One of the most ancient spiritual symbols is the Nataraj, the Indian god Shiva as the “King of the (Cosmic) Dance” who dances the universe into being.
Shiva is considered the greatest god of the Hindu trinity Brahma (the creator god), Vishnu (the sustainer god), and Shiva (the destroyer/transformer god) as attested by the mantra referring to these three: Dev, Dev, Mahadev (god, god, great god!). But what’s essential to remember is that Shiva is a symbol of your highest Self.
The Nataraj is such an important and valuable symbol that the Indian government donated a Nataraj statue to CERN, in Switzerland, to recognize the convergence of the Eastern understanding of the universe as the “Tandava”, the Cosmic Dance, and the Western scientific understanding of the universe as the dance of waves and particles.

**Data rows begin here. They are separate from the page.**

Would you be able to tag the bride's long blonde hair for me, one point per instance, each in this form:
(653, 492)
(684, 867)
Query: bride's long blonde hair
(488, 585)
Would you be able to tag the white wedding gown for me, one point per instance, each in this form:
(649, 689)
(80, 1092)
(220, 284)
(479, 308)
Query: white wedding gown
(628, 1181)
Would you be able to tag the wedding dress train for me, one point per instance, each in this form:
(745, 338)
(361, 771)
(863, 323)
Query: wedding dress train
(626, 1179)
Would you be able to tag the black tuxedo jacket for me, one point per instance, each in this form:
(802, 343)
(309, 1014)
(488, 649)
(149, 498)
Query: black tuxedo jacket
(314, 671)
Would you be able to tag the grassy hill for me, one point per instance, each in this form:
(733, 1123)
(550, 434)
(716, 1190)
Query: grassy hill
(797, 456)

The Nataraj is ancient and has universal appeal—but what does it mean? The image of the Shiva dancing upon a dwarf (named “ignorance” or “forgetfulness”) within a ring of fire, is explained by Shunyamurti, the founder and director of the Sat Yoga Ashram in Costa Rica, as having a deep inner value for all of us.
In the image of the Nataraj, Shiva has four arms, symbolizing the integration of the masculine and the feminine. On one hand, Shiva holds a drum that represents the rhythm of time.
Shiva is the master of time and thus beyond time. In the hand, he holds a flame, the “yoga Agni”, the fire of yoga produced in meditation, that burns away “Maya”, an illusion. Yet another hand gives the signal to be not afraid, and the last points to the ground, symbolizing the ground of being.
Shunyamurti reminds us that, since Shiva is a symbol for your Real Self, the image begs the question: Do you want to be Shiva, the Supreme Consciousness, or do you want to be the dwarf, the ego?
If we choose the dwarf, we will be in pain and suffering—“if only because God is dancing on our head”.
Shiva is encircled by a ring of fire. The world engulfed in flames, but Shiva’s dance creates a new beginning. This ring of fire also serves as a memento mori, an urgent reminder that death is always present—and we must reach the deathless state of Liberation NOW.
If we remain in the immovable spot—like Shiva in the Nataraj—we gain the one-pointedness and compassion to help others who are in illusion and offer them the healing power of love.